Archive for the ‘Why plan’ Category

Pengaturan Keuangan Rumah Tangga

[Minggu ini blog ini akan menampilkan tulisan-tulisan istri saya, Murniati atau Anik, selamat membaca]

Peranan Suami Istri dalam keuangan rumah tangga

Dalam konteks perekonomian rumah tangga, tugas suami adalah bekerja mencari nafkah sedangkan istri selain menjadi guru utama bagi anak – anaknya, bertanggungjawab mengatur dan mengelola pengeluaran rumah tangga, seperti makanan, pakaian, perabot rumah tangga, dan lain-lainnya. Jadi fungsi istri di dalam perekonomian rumah tangga adalah seperti seorang manajer keuangan. Mengenai tugas masing-masing di dalam keluarga, Rasulullah saw bersabda

“… Suami adalah pemimpin dalam rumah tangga dan ia akan dimintai pertanggungjawaban atas kepemimpinannya. Istri adalah pemimpin dalam rumah tangga suaminya dan ia akan diminta pertanggungjawaban atas kepemimpinannya …” (HR. Bukhari).

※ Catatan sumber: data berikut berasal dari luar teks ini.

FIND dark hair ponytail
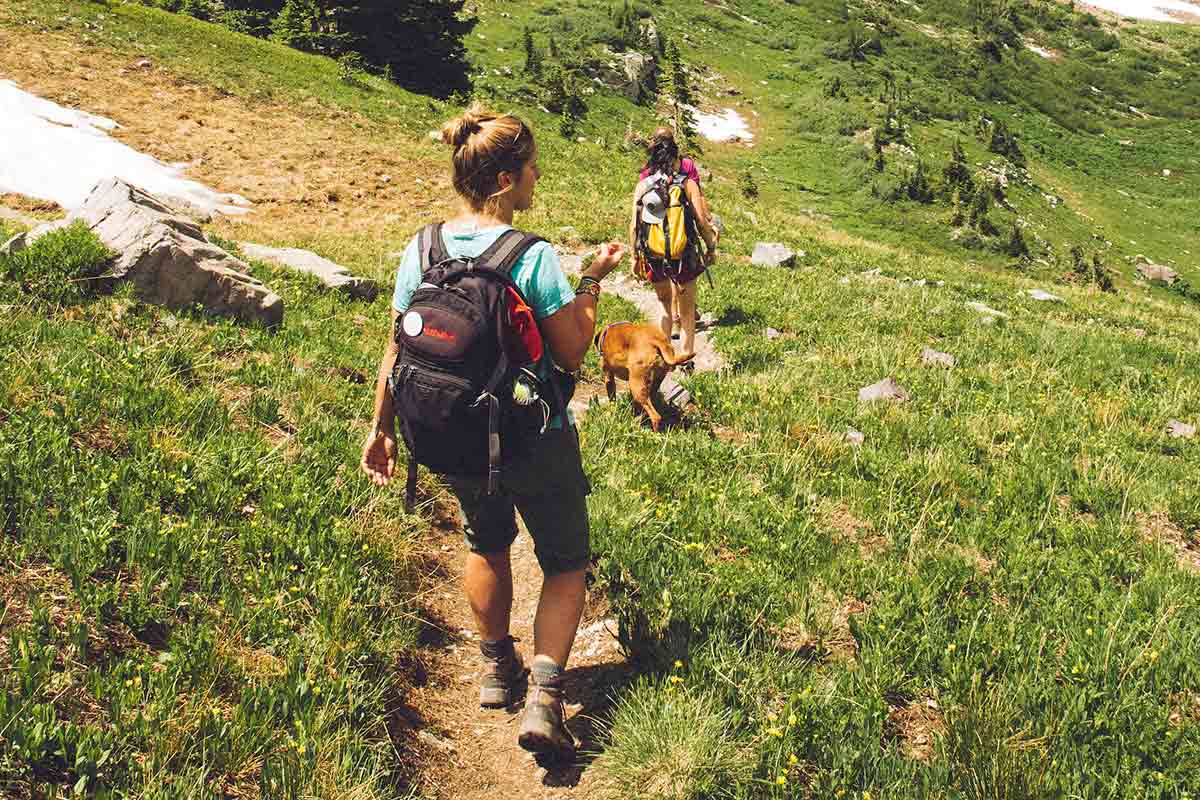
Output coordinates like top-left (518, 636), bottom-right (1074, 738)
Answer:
top-left (646, 139), bottom-right (679, 175)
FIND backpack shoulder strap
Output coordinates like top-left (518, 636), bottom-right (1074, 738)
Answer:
top-left (416, 222), bottom-right (450, 275)
top-left (475, 228), bottom-right (545, 275)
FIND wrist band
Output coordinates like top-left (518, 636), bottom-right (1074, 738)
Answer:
top-left (575, 275), bottom-right (600, 299)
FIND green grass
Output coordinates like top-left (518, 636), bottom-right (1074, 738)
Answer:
top-left (0, 231), bottom-right (432, 798)
top-left (0, 0), bottom-right (1200, 799)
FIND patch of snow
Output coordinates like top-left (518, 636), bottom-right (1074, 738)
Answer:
top-left (1025, 42), bottom-right (1055, 59)
top-left (0, 80), bottom-right (250, 215)
top-left (1087, 0), bottom-right (1200, 23)
top-left (691, 108), bottom-right (754, 142)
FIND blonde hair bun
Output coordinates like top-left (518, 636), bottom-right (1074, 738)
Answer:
top-left (442, 107), bottom-right (496, 150)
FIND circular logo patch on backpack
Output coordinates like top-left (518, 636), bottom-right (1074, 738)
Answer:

Ketika Rasulullah menikahkan putrinya Fatimah, beliau berkata kepada Ali r.a.,

“Engkau berkewajiban bekerja dan berusaha sedangkan dia berkewajiban mengurus rumah tangga”

“…Istri adalah pemimpin dalam rumah tangga suaminya dan ia akan diminta pertanggungjawaban atas kepemimpinannya …”

juga dalam hadits lain:

“Apabila seorang istri menafkahkan makanan rumah tangga dengan tidak bermaksiat, maka dia mendapat pahala dari apa yang diusahakan, …” (HR. Thabrani)

Keadaan Keuangan Rumah Tangga

Sudah jelas bahwa tugas istri untuk mengatur atau memberikan saran atas keuangan rumah tangga baik dalam keadaan defisit atau pun surplus.

Jika dalam keadaan defisit, istri tentunya tahu biaya apa saja yang bisa dikurangi seperti mengurangi/menutup penggunaan kartu kredit, penghematan penggunaan listrik (a/c diganti dengan kipas angin), dispenser digantikan dengan masak dengan gas, makan diluar diganti dengan makan masakan sendiri, beli baju di butik diganti dengan mendaur ulang baju lama sehingga bisa tampak baru, dan cara lainnya yang tentunya disepakati oleh semua anggota keluarga.

Begitu juga jika dalam keadaan surplus, istri bisa menyarankan suami bahwa sisa pendapatan bulanan ditabungkan di bank A, di perusahaan asuransi B, di belikan reksadana di perusahaan C atau diinvestasikan di asset yang bisa memberikan passive income. Tentunya semua itu harus sesuai dengan tuntutan syariah dan aman ketika menginvestasikan surplus pendapatan tersebut seperti menginvestasikan di perusahaan yang jelas izin syariah dan operasional.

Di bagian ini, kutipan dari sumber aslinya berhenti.